由于reconnect协议由gateway处理,因此在处理消息的process msg方法中,要做个特殊判断,即如果收到reconnect协议,交由processreconnect方法处理。

gateway/init.lua

-- 消息处理

local process_msg = function(fd, msgstr)

local cmd,msg = str_unpack(msgstr)

skynet.error("recv "..fd.." ["..cmd.."] {"..table.concat( msg, ",").."}")

-- 连接对象

local conn = conns[fd]

-- 如果完成登录,player_id不为空,否则为空

local player_id = conn.player_id

if cmd == "reconnect" then

process_reconnect(fd, msg)

return

end

-- ...

end

process_reconnect

代码展示了断线重连的具体处理方法,它有如下几个要点:

做出严格的条件判断,只有断线的玩家才能接受重连。未登录(ifnot gplayer为真)、未掉线(ifgplayer.conn为真)、身份标识错误(if gplayer.key~=key为真)均不可重连。

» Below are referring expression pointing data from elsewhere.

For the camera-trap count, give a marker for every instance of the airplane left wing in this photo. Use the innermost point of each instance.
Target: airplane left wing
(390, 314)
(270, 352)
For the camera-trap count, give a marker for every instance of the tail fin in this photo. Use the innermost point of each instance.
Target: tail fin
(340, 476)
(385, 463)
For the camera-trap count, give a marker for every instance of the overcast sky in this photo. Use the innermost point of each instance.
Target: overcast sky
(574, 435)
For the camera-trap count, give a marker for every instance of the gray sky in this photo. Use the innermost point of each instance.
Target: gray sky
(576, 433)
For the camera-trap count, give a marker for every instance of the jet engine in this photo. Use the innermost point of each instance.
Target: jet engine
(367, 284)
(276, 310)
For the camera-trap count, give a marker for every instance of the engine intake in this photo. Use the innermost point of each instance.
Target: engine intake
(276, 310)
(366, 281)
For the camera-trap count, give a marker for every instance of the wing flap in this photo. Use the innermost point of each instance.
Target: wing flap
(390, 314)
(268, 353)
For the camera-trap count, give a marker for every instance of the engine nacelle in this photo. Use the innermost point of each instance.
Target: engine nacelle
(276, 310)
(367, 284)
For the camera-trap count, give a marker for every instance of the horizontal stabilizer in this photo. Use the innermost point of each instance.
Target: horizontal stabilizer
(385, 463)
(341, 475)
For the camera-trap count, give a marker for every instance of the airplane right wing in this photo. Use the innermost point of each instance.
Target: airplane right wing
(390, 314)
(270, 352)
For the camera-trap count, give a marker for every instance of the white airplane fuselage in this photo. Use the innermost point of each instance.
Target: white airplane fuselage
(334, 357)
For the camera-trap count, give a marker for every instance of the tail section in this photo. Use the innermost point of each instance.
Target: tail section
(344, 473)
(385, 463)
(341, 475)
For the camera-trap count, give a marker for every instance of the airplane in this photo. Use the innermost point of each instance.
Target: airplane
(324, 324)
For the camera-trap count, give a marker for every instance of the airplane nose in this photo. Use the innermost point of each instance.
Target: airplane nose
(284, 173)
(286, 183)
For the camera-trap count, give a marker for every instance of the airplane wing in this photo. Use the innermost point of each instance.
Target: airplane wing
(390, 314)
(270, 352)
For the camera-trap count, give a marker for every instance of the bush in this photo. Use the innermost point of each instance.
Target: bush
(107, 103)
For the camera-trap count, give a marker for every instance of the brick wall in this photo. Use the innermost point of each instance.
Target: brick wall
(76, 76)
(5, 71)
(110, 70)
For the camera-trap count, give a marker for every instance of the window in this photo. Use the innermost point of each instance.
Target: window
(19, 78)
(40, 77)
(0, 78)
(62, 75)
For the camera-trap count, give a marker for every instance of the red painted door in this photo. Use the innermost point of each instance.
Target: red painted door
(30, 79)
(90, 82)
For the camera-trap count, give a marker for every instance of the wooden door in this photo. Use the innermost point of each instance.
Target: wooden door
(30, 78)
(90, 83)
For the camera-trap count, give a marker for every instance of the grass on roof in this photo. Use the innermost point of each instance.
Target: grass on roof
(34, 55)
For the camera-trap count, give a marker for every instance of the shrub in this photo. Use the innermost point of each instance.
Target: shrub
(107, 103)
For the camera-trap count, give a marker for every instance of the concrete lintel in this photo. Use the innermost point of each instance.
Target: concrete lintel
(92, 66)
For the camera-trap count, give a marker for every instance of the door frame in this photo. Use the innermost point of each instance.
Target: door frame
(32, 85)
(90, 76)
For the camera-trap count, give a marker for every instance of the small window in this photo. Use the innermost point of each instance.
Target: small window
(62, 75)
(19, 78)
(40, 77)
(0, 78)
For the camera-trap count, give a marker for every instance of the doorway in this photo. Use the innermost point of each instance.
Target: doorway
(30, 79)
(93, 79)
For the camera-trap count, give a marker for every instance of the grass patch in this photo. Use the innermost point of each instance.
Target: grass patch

绑定新连接(conn)和玩家对象(gplayer)。

回应重连消息{"reconnect",0}。

发送缓存中的消息。

local process_reconnect = function(fd, msg)

local player_id = tonumber(msg[2])

local key = tonumber(msg[3])

--con

local conn = conns[fd]

if not conn then

skynet.error("reconnect fail,conn not exist")

return

end

--gplayer

local gplayer = players[player_id]

if not gplayer then

skynet.error("reconnect fail,gplayer not exist")

return

end

if gplayer.conn then

skynet.error("reconnect fail,conn not break")

return

end

if gplayer.key ~= key then

skynet.error("reconnect fail,key error")

return

end

--bind

gplayer.conn = conn

conn.player_id = player_id

--response

s.resp.send_by_fd(nil, fd, {"reconect", 0})

end

五、断线处理

与之前介绍的“登出流程”不同,当客户端掉线时,gateway不会去触发掉线请求(即向agentmgr请求regkick)。如代码所示,掉线时仅仅取消玩家对象(gplayer)与旧连接(conn)的关联(即gplayer.conn=nil)。为防止客户端不再发起重连导致的资源占用,程序会开启一个定时器(skynet.timeout),若15秒后依然是掉线状态(if gplayer.conn~=nil为假),则向agentmgr请求下线。

gateway/init.lua

-- 断线

-- 如果agentmgr仲裁通过,或是agentmgr想直接把玩家踢下线,在保存数据后,它会通知gateway

-- 来删掉玩家对应的conn和gateplayer对象

local disconnect = function(fd)

local c = conns[fd]

if not c then

return

end

local player_id = c.player_id

-- 还没完成登录

if not player_id then

return

-- 已在游戏中

else

local gplayer = players[player_id]

gplayer.conn = nil

skynet.timeout(15*100, function()

if gplayer.conn ~= nil then

return

end

players[player_id] = nil

local reason = "diconnect timeout"

-- 向agentmgr发送下线请示

skynet.call("agentmgr", "lua", "reqkick", player_id, reason)

end)

end

end

六、登录增加key返回

gateway/init.lua

-- 客户端关联agent

-- 功能:完成登录流程之后,login会通知gateway,将客户端连接和agent关联起来

s.resp.sure_agent = function(source, fd, player_id, agent)

local conn = conns[fd]

--登录过程中已下线

if not conn then

skynet.call("agentmgr", "lua", "reqkick", player_id, "未完成登录即下线")

return false

end

conn.player_id = player_id

local gplayer = gate_player()

gplayer.player_id = player_id

gplayer.agent = agent

gplayer.conn = conn

players[player_id] = gplayer

return true,gplayer.key

end

login/init.lua

-- 登录消息

s.client.login = function(fd, msg, source)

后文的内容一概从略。